The tragedy not only infused his work, it also led to a split from God and an openness to Eastern philosophies.

‘I was just sort of non-religious for many, many years. And as I stumbled onto Eastern philosophy and Buddhism, it was the first time I had ever read any sort of philosophy that really made a tremendous amount of sense. What I liked that was missing from my experience of Christianity growing up was a sort of acceptance, a sort of being OK with being imperfect and not focusing on the sin.”

Apart from its Eastern influences, American Beauty featured a cameo from death. In 2001, Ball returned with a television series that gave death the lead role. Six Feet Under was bracingly original: its themes included mental illness, self-harm and, above all, mortality.
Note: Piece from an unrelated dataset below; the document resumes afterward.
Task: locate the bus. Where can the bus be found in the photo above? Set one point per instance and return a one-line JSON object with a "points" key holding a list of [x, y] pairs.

Death is a companion for all of us, whether we acknowledge it or not, whether we’re aware of it or not, and it’s not necessarily a terrible thing,” he says. ”There’s a line in one episode where somebody asks Nate [Peter Krause],

‘Why do people have to die?’ And he thinks about it and says, ‘To make life important.’ There is some truth in that.

Television is often lambasted as a shallow medium but Ball says it’s a great place to ask big philosophical questions.

‘For me, it’s been a very good medium. I don’t think anybody would ever have paid me to write the movie version of Six Feet Under. People would be thinking, ‘Well, who the hell is going to watch that? We’re not going to put a bunch of marketing money into that.”’

On television, Ball says, writers can spread their wings. As for content, he foresees zombies as the next big trend. Maybe.

”We have a line in the last episode of True Blood this season where it’s Halloween and they’re all dressed up, and somebody goes, ‘I’m a zombie. Don’t you know zombies are the new vampires?’ I’ve heard zombies, I’ve heard angels. I don’t know. That’s one of the great things about it all, nobody knows. It’s just going to be one person who does something from a place of pure passion and that’s going to catch attention.”

For Moyer, what differentiates Ball from other writer-directors is a rare combination of vivid imagination and an openness to collaboration. That has had a galvanising effect on his cast and crew.

He’s one of the most inclusive directors I’ve ever worked with,” Moyer says. ‘‘He [shoots it] the way he’s written it, then once you’ve got it down that way, he will completely flip it on its head and do the antithesis of what you’ve just played … Usually, somebody who’s written it himself wants it exactly how they see it in their head and they haven’t got the imagination to say, ‘Right, I’ve got that. Let’s see what they can bring to the table.’

Moyer’s praise is par for the course. In Hollywood, backslapping and flattery are the norm. What distinguishes Ball is the volume of praise, and the way actors fall over one another in the rush to his auditions.

”The cast and crew would walk over broken glass and hot coals to do anything for him,” says Moyer. ”You just want to be brilliant for him.”